Silikian was arrested once again during the Stalinist purges of 1937 (he had been previously arrested in 1927 and 1935), and charged within the frame of the “Tukhachevsky case” (a fabricated case against Marshal Mikhail Tukhachevsky and other prominent Soviet military leaders), to which he bore no relation. As many other victims of the purges, he was executed in the gorge of Nork, together with General Kristapor Araratian and other heroes of Sardarabad, on November 22, 1937. He was rehabilitated fifty years later, on November 10, 1987. A neighborhood in Yerevan has been named after him, as well as a medal of the Ministry of Defense of the Republic of Armenia.

Monday, September 8, 2014

September 8, 1701: Foundation of the Mekhitarist Congregation

Mekhitar of Sebastia
Since its inception, the educational and cultural activities of the Mekhitarist Congregation had a very important role in Armenian history. After becoming a priest at the age of 20, Mekhitar of Sebastia (1676-1749) decided to find a congregation in order to work collectively to increase the spiritual, moral and intellectual levels of the Armenian people. He was consecrated celibate priest in 1699 and soon converted to Catholicism. However, he did not renege his Armenian ancestry and identity.

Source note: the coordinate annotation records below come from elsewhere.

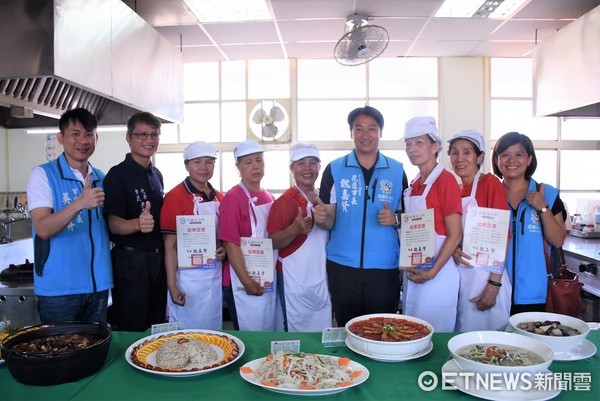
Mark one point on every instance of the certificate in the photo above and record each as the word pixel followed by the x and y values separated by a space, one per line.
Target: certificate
pixel 417 239
pixel 258 257
pixel 485 236
pixel 196 242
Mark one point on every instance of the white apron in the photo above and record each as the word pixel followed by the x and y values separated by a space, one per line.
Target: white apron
pixel 203 307
pixel 308 307
pixel 257 313
pixel 435 300
pixel 472 283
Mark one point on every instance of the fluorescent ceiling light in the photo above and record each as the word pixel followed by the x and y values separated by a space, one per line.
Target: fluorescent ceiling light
pixel 49 131
pixel 479 8
pixel 229 10
pixel 37 131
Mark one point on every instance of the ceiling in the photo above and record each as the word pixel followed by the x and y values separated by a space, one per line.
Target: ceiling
pixel 311 28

On September 8, 1701, on the feast of the birth of the Virgin Mary, Mekhitar and a group of sympathizers founded the congregation of St. Anthony the Abbot in Constantinople. The congregation initially had twelve members, including four celibate priests. The conflict between the Armenian Apostolic and Catholic communities in the Ottoman capital took a bloody turnaround. Mekhitar and his sympathizers fled the Ottoman persecution and moved to the Peninsula of Morea (Peloponessus), in Greece, which was under the domination of the Republic of Venice, and settled in the fortress of Methon.

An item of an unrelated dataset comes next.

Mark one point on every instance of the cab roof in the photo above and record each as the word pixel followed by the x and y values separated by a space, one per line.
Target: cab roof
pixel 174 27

The Mekhitarist Monastery on the island of San Lazarro in the Venetian Grotto.
An assembly held in 1705 prepared the draft bylaws of the Congregation, based on the bylaws of the Benedictine Congregation and extracted from the canons of the life of St. Anthony the Abbot. He sent two of his students to Rome with the draft, and letters to Pope Clement XI and the governor of the Propaganda Fide. The assembly of the Propaganda Fide, since the canons of St. Anthony were incomplete, suggested Mekhitar to choose from the canons of St. Basil, St. Augustine, or St. Benedict. The Armenian priest chose the canons of St. Benedict and presented the new draft of bylaws to the Pope on May 12, 1711. The bylaws were approved by Clement XI in 1717, who bestowed the title of Abbot upon Mekhitar.

The library inside the Mekhitarist Monastery in Vienna, Austria.

 Meanwhile, a war started between the Ottoman Empire and Venice in December 1714. Mekhitar and most of the congregation members fled Methon and moved to Venice. However, they needed a cloister and a monastery to carry on their plans. The Venetian Senate had just approved a law that forbade the establishment of any new religious congregation in the city. Nevertheless, the highest body took Mekhitar’s request into consideration and proposed that he find a place outside the city. Mekhitar chose the island of San Lazzaro, which belonged to the order of the Mendicants. On August 26, 1717, the Senate of Venice conceded the island to the congregation with right of permanent residence, and Mekhitar and his followers, a total of sixteen, settled there on September 8, the anniversary of the foundation of the congregation. The renovation work at the church was completed in 1723, and Mekhitar started the construction of a new monastery, which was finished in 1740, including a library and a refectory. Mekhitar passed away on April 27, 1749, and was buried before the main altar of the island. On his death, he had already achieved the publication of some twenty books, including the first volume of the Haigazian Dictionary, which his disciples would complete twenty years later. After his passing, the Congregation was named after him.